Everyone wants a piece of America’s front yard.
The recent recommendation to build a museum dedicated to Latino-American heritage on the Capitol grounds would be just the latest of more than a dozen museums and memorials added to the National Mall, or plopped right outside its proverbial front gates, over the last four decades.
And while some restrictions have been put in place to contain development along one of the nation’s largest civic gathering places, the push is still on to honor the country’s more recent — and future — heroes. But the Mall is nearing its breaking point.
From the National Park Service’s point of view, the Mall’s sprawl was nipped in the bud when the Reserve Act, passed in 2003, closed off future development on the Mall except for three projects — including the National Museum of African American History and Culture — that had already been approved by then.
| National Mall’s development boom | ||
| Since 1970, nearly 17 monuments and museums have been approved on or adjacent to the Mall | ||
| Name | Date | Location |
| Hirshhorn Museum and Sculpture Gard | 1974 | National Mall |
| National Gallery of Art East Building | 1978 | National Mall |
| Albert Einstein Memorial | 1979 | 22nd & Constitution |
| Vietnam Veterans Memorial | 1982 | National Mall |
| Arthur M. Sackler Gallery | 1987 | National Mall |
| African Art Museum | 1987* | National Mall |
| Navy Memorial | 1991 | 7th & Pennsylvania |
| Holocaust Memorial Museum | 1993 | 14th and Independence |
| Korean War Veterans Memorial | 1995 | National Mall |
| Franklin Delano Roosevelt Memorial | 1197 | National Mall/Tidal Basin |
| George Mason Memorial | 2002 | National Mall/Tidal Basin |
| World War II Memorial | 2004 | National Mall |
| Museum of the American Indian | 2004 | National Mall |
| Martin Luther King Jr. Memorial | 2011** | National Mall/Tidal Basin |
| Museum of African American History and Culture | 2015** | National Mall |
| Vietnam Veterans Memorial Center(underground) | TBD | National Mall |
| Eisenhower National Memorial | TBD | 6th & Independence |
| *Established in 1964, moved to Mall in 1987 | ||
| **Projected opening date | ||
“Everyone wants their monuments in a very prominent location,” said park service spokesman Bill Line. “They want it to be seen. The bottom line is, there is a limited amount of space. … That’s what the 2003 act says. It says the Mall is a completed work of civic art. Done. No more.”
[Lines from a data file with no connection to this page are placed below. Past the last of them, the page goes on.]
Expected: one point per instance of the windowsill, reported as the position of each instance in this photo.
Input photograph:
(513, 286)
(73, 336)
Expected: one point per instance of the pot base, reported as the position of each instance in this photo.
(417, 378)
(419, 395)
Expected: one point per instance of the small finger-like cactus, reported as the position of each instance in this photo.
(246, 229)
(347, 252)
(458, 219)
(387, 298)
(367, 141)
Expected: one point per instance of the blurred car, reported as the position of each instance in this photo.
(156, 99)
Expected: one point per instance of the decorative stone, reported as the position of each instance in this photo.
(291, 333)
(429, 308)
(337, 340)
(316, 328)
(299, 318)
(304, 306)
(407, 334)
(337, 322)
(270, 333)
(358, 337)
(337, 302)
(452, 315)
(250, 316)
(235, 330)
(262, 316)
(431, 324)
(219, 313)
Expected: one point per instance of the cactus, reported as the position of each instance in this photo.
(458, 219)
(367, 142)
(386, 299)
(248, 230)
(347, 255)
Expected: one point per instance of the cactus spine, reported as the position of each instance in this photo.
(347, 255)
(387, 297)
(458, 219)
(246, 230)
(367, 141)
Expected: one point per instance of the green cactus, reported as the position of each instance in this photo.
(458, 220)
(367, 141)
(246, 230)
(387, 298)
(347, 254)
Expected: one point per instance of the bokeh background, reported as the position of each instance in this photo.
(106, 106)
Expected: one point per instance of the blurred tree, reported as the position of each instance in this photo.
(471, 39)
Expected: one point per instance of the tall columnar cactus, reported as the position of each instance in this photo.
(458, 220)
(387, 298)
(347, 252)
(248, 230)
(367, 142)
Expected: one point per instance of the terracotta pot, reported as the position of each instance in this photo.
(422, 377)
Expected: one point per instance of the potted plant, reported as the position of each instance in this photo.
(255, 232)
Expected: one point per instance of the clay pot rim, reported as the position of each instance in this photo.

Still, some groups pushing for their own place in the nation’s capital are finding loopholes while others are arguing for a second expansion of the Mall.
The group behind the nonprofit National Women’s History Museum has been stalled in its effort to build a museum near the National Mall since 1996. For the second congressional session in a row, the group is pushing legislation that would allow it to buy a parcel on 12th Street and Independence Avenue, just off of park service property.
That museum’s president, Joan Wages, said the bill died in the Senate last year but it has already been approved by a Senate committee this year.
“We thought that would be the route that would get us there quicker,” she said, referring to purchasing the land from the government.
The commission recommending a Smithsonian-affiliated National Museum for the American Latino wants a site on the Mall near the Capitol. While not impossible, new legislation would have to be passed allowing for another exception to the Reserve Act, Line said. Or the museum could join the likes of the Holocaust Memorial Museum or the future Dwight D. Eisenhower Memorial and open just off of the Mall — land to which the Reserve Act restrictions don’t apply. Private funding is encouraged for new proposals, although they still have to pass muster with the National Capital Planning Commission.
Judy Scott Feldman, chairwoman of the nonprofit National Coalition to Save Our Mall, said the Mall shouldn’t be “shut down” to future generations. Her group advocates expanding the Mall instead.
“The real question in my view is what are we going to do about it so that we don’t say no to people but we intelligently allow the Mall to continue to function?” she said.